Ces personnages sont dotés de passions hors du commun, et guidés par un sentiment de justice qui les élève moralement bien au-dessus de leurs maîtres. On croise par exemple un poissonnier prêt à défendre la dépouille de l’empereur contre l’ensemble de la cour, un vieux chef de village qui sacrifie sa vie pour mettre fin à une querelle sanglante, un précepteur capable de se mutiler dans l’espoir de guérir son jeune suzerain…
A la fin de chaque anecdote, une page est consacrée à une sorte d’entretien entre l’auteur et son personnage. Cette conclusion fait partie intégrante de chaque nouvelle graphique.
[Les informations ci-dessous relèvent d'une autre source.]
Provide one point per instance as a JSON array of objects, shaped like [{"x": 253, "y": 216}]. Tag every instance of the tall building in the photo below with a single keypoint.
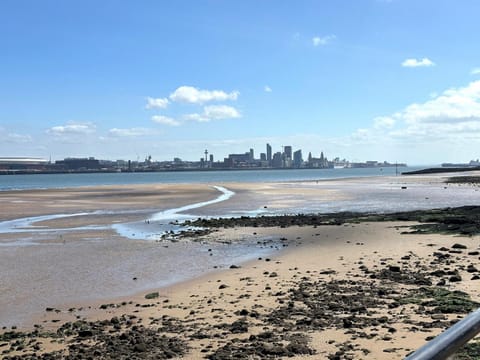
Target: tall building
[
  {"x": 269, "y": 154},
  {"x": 287, "y": 156},
  {"x": 277, "y": 160},
  {"x": 297, "y": 159}
]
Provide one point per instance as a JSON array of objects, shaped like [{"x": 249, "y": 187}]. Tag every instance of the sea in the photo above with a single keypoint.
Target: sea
[{"x": 50, "y": 181}]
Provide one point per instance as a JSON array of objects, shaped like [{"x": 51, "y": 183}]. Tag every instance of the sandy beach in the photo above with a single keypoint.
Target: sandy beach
[{"x": 353, "y": 290}]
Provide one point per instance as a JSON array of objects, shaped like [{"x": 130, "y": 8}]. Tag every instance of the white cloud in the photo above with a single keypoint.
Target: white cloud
[
  {"x": 452, "y": 116},
  {"x": 456, "y": 105},
  {"x": 156, "y": 103},
  {"x": 417, "y": 63},
  {"x": 18, "y": 138},
  {"x": 165, "y": 120},
  {"x": 192, "y": 95},
  {"x": 218, "y": 112},
  {"x": 131, "y": 132},
  {"x": 322, "y": 40},
  {"x": 72, "y": 128},
  {"x": 383, "y": 122},
  {"x": 215, "y": 112}
]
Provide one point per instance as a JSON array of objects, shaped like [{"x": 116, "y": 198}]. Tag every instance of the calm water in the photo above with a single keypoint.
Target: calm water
[{"x": 48, "y": 181}]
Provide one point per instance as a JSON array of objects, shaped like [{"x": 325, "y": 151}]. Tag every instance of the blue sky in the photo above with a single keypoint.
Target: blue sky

L’auteur nous y apporte son point de vue sur l’histoire, en tire explicitement une morale et nous en apprend parfois un peu plus sur ses sources.
Un conseil : laissez-vous tenter par La force des humbles, que vous soyez un fan de la période samouraï, un lecteur curieux et désireux d’approfondir un peu le genre Gekiga… ou tout simplement un amateur de belles histoires !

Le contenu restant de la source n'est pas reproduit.